Kevin Lowe sums up my own feeling best: “Personally, I’m so excited about the new building, I can’t say I’m going to miss (Rexall Place). The amenities for the fans, the players, the fact the building is going to be downtown… It just puts aside any disappointment leaving here.”
It’ll be fun saying goodbye, and perhaps more fun not coming back next year.
NO. 99 IN 1998
Speaking of Horcoff, he played his 1000th game last week in Toronto — not bad for the 99th draft pick in the ’98 draft. Only nine players from that draft have played more games than Horcoff’s 1,003 as of Friday: Vincent Lecavalier (1,207), David Legwand (1,132), Brad Richards (1,121), Robyn Regehr (1,090), Alex Tanguay (1,083), Scott Gomez (1,078), Brad Stuart (1,056), Mike Ribiero (1,025) and Mike Fisher (1,013).

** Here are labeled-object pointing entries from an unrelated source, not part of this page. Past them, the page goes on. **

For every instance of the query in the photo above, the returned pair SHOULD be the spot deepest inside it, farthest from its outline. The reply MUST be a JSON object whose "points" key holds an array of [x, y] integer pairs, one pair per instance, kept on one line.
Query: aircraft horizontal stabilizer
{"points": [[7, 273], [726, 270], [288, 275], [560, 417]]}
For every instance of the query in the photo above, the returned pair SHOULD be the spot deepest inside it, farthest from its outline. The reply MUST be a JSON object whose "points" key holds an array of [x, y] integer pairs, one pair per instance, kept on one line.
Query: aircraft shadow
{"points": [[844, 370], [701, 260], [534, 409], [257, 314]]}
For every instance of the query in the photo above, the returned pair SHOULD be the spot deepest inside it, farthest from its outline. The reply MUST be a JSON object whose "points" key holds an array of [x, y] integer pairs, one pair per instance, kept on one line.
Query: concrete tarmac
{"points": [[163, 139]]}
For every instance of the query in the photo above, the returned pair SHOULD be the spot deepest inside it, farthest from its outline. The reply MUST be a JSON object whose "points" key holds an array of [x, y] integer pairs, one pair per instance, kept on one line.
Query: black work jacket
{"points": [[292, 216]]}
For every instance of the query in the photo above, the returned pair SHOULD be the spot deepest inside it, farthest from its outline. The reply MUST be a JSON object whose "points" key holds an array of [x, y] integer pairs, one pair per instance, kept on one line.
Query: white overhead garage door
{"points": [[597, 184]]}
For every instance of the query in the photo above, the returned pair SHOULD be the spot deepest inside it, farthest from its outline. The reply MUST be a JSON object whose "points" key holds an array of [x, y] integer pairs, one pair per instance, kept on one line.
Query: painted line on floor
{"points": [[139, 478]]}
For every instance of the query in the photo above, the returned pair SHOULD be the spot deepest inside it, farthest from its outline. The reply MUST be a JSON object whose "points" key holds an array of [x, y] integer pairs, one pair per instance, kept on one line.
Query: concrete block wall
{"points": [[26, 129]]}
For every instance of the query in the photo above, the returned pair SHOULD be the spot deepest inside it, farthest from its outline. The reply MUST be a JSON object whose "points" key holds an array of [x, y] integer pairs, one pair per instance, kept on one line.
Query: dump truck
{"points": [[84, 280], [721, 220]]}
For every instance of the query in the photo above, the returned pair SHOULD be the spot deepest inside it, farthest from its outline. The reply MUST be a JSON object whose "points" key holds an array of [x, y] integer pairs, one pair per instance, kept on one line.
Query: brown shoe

“It’s a little bitter sweet, because you know you’re not just on the back nine. It’s like, (hole No.) 17 or 18,” Horcoff said of his career. “A guy like me, I had good coaching in college (at Michigan State). They said, ‘Look everybody in the NHL is skilled. That’s not going to make it for you. You’re going to have to play defence, learn how to kill penalties, and learn to bring energy off the fourth line.’”
One thousand games later, we guess he’s figured it out.
Did you notice the initials “BM” on the helmets of NHL officials last weekend? That was a nice gesture by the NHL zebras to honour one of their own, U.S. college ref Oliver “Butch” Mousseau.
Mousseau suffered a head injury when he fell during pregame warmups in a WCHA Final Five game last Friday. He was reportedly skating backwards, and without a helmet when he tripped and fell. Mousseau died last Friday as a result of the injury. He was 48.
One more quick ref’s note: We’re hearing that inexplicable review on goaltender interference in L.A. last Saturday — when Milan Lucic skated through Laurent Brossoit’s crease and kicked his heel, causing him to fall before a Kings goal was scored — is being admitted to as a major mistake in the video review process.
Somehow, the on-ice officials never got the replay that showed the slew-foot, even though those of us at home saw it many times. If true, that is inexcusable. The officials should have seen it live and called tripping, or at least if one referee missed it, one of the four officials should have brought it up when they huddled post-goal.
So the system failed on three levels, proving that the video review process still has some work to do.
I keep hearing the question: When do the referees get fined? How are they accountable? Why can they get away with mistakes?
One: Officials with poor records don’t get playoff work. That costs them money — not out of their pockets, but potential earnings they don’t get. And it’s not small money. Then, when new younger officials arrive on the scene, it’s the non-playoff officials who get replaced first.
Two: Players, scouts, GMs and coaches make mistakes all the time. Do we think a player who mishandles a shootout chance and fumbles the puck into the corner should be fined? What about fining a goalie who lets in a softie? Or a scout who misses on a mid-first rounder? Then why do we demand perfection from a linesman who botches the rare line call — even though they’re at about 98% as a group?
Three: Newsflash — all refs aren’t the same. As hockey people, we’re on board with first-, second-, third- and fourth-line players. We don’t expect the same level of skill, production or input from Lance Bouma that we do from Johnny Gaudreau. We just expect Bouma to work as hard.
Then why do we expect the 36th referee and the No. 1 referee to give us identical games? These are the best 80 or so hockey officials in North America. That’s not to say that the 40th lineman is as good as Brad Lazarowich or Mark Wheler though.